The maker of Otis Elevators and Carrier air conditioners had said a month ago that it expected 2017 adjusted earnings of $6.30-$6.60 per share on sales of $57.5 billion-$59.0 billion, forecasts that it stood by on Wednesday.
Analyst on average expect a profit of $6.56 per share and revenue of $58.86 billion, according to Thomson Reuters I/B/E/S.
"Despite an uncertain global macro environment, our growing aerospace backlog and strategic investments in the commercial businesses position us well to generate higher organic growth in 2017," Chief Executive Officer Gregory Hayes said.
The company's net income from continuing operations attributable to shareholders was $1.02 billion, or $1.26 per share, in the quarter ended Dec. 31, compared with a loss of $256 million, or 30 cents per share, a year earlier when it incurred restructuring and other charges.
On an adjusted basis, United Technologies earned $1.56 per share, matching analysts average estimate.
United Technologies, which faces weak sales in China and Europe, said net sales rose 2.5 percent to $14.66 billion.
That fell short of analysts' average estimate of $14.70 billion.

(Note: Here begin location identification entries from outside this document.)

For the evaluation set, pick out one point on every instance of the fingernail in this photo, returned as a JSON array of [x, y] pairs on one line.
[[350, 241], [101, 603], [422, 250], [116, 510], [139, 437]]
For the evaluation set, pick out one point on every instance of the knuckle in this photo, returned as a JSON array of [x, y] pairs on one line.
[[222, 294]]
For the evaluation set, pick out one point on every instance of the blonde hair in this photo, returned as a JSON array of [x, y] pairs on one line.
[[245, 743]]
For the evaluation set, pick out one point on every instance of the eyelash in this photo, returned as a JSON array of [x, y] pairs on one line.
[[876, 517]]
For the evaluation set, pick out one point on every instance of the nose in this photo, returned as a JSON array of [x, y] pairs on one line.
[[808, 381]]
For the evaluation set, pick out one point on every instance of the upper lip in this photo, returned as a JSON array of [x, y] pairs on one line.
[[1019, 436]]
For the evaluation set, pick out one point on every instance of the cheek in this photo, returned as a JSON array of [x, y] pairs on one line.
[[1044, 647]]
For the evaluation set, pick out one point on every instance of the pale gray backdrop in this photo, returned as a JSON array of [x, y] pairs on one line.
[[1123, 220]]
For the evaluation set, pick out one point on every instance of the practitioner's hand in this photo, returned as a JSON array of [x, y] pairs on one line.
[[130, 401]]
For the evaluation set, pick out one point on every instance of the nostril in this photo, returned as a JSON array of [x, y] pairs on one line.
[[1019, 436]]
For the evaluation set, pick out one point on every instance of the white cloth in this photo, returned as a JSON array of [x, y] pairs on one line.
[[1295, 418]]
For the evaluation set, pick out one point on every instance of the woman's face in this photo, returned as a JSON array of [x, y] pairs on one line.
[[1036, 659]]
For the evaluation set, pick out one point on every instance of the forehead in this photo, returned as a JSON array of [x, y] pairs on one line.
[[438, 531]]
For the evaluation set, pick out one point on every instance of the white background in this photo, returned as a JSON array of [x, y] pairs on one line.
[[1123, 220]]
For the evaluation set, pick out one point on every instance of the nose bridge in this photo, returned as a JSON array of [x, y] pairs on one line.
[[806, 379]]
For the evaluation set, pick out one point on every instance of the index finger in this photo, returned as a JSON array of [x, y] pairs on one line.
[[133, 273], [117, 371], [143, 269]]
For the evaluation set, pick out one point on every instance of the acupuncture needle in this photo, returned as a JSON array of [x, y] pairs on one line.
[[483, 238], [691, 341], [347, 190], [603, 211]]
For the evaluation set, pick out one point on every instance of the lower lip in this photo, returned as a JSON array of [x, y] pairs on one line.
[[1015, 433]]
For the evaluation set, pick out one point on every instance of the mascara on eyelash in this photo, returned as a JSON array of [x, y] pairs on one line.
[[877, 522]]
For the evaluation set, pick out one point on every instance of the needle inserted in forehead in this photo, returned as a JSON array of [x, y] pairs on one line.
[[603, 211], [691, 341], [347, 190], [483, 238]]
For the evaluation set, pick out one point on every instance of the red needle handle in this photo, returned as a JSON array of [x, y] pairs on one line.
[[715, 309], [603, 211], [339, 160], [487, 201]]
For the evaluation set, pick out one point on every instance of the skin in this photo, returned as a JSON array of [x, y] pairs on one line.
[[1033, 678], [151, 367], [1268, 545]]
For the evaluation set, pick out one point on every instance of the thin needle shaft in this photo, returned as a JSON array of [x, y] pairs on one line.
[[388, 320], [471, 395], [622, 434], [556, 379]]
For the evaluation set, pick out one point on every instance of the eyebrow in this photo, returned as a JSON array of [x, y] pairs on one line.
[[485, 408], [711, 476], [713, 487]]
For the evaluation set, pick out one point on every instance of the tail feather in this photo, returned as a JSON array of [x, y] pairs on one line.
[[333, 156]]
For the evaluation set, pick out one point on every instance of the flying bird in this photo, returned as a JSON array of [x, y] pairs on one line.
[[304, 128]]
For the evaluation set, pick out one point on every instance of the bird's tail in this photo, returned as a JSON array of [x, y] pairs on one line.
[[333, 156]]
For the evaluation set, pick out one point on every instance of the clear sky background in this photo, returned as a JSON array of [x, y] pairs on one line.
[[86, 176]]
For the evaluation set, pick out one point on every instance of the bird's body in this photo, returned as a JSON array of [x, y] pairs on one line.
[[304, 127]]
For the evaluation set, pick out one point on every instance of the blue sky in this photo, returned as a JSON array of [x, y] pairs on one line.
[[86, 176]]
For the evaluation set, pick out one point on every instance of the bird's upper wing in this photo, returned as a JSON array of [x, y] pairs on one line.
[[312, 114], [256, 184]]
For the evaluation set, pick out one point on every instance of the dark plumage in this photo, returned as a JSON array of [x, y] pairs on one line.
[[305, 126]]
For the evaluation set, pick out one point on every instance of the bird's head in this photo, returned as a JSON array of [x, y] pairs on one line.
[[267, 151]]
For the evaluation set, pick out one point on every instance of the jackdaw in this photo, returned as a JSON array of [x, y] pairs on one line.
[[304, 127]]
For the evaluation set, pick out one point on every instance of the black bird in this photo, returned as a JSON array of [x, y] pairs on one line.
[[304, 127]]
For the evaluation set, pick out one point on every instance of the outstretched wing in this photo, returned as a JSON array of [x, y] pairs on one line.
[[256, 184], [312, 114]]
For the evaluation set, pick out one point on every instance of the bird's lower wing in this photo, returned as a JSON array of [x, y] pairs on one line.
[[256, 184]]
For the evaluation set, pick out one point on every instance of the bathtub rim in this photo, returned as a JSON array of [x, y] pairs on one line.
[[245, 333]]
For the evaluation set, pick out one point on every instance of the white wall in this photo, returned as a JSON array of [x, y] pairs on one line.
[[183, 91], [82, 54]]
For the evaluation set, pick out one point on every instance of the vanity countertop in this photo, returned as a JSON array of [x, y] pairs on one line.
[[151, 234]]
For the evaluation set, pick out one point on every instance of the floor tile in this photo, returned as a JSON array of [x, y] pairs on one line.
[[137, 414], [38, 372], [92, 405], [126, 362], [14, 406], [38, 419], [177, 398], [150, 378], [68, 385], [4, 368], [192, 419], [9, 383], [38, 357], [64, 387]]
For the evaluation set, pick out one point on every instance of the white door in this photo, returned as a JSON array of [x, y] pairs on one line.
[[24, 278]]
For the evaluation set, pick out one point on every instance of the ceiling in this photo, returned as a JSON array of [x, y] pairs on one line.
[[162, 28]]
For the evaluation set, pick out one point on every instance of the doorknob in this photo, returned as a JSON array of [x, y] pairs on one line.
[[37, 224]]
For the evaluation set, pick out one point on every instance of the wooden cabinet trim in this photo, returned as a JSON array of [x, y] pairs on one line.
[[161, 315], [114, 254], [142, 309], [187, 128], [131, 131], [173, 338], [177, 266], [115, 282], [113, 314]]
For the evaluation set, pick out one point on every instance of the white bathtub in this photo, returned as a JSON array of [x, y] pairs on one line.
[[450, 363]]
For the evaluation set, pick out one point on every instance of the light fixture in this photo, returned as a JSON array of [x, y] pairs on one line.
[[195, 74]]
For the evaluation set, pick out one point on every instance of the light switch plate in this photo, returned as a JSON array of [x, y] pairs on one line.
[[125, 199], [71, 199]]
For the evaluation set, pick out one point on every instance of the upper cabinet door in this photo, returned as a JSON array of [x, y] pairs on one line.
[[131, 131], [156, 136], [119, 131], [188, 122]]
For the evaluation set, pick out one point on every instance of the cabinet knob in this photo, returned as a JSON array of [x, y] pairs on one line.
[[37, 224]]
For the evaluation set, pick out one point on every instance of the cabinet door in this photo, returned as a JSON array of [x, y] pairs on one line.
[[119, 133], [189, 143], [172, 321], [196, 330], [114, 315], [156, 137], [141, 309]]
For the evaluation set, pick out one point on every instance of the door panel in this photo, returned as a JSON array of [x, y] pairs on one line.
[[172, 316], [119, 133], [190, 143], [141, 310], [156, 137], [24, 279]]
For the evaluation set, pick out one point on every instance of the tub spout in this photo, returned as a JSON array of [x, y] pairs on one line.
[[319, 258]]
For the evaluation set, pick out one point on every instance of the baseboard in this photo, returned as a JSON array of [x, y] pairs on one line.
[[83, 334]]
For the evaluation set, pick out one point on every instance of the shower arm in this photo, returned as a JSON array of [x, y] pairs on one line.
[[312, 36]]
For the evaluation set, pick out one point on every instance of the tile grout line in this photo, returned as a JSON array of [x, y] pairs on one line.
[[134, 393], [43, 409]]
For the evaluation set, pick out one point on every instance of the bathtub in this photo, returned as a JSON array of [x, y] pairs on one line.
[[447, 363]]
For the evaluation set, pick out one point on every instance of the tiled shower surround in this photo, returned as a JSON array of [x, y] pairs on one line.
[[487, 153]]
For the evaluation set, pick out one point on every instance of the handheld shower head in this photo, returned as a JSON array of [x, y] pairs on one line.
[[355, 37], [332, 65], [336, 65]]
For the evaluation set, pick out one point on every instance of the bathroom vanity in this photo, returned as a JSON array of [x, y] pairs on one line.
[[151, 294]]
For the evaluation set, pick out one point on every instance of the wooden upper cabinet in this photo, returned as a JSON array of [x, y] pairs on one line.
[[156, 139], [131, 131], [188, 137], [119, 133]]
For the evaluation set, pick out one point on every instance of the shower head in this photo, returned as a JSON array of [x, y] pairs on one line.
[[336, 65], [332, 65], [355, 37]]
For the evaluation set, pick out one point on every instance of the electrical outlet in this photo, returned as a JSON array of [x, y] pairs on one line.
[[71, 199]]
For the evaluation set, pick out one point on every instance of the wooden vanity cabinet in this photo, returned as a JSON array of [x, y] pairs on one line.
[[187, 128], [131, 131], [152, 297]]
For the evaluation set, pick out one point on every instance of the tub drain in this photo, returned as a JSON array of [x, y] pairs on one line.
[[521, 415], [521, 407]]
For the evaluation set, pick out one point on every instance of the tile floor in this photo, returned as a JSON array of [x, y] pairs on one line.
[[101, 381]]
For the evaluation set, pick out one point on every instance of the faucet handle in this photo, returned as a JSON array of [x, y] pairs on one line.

Sales in Pratt & Whitney, United Technologies' second-biggest business, rose nearly 4 percent to $3.99 billion.
The company had increased production of engines for the new Airbus A320neo aircraft after manufacturing problems led to a delivery shortfall in the previous quarter.
UTC's shares have risen about 8 percent since Donald Trump's election as U.S. president on Nov. 8 on hopes that the defense sector will boost from his military spending.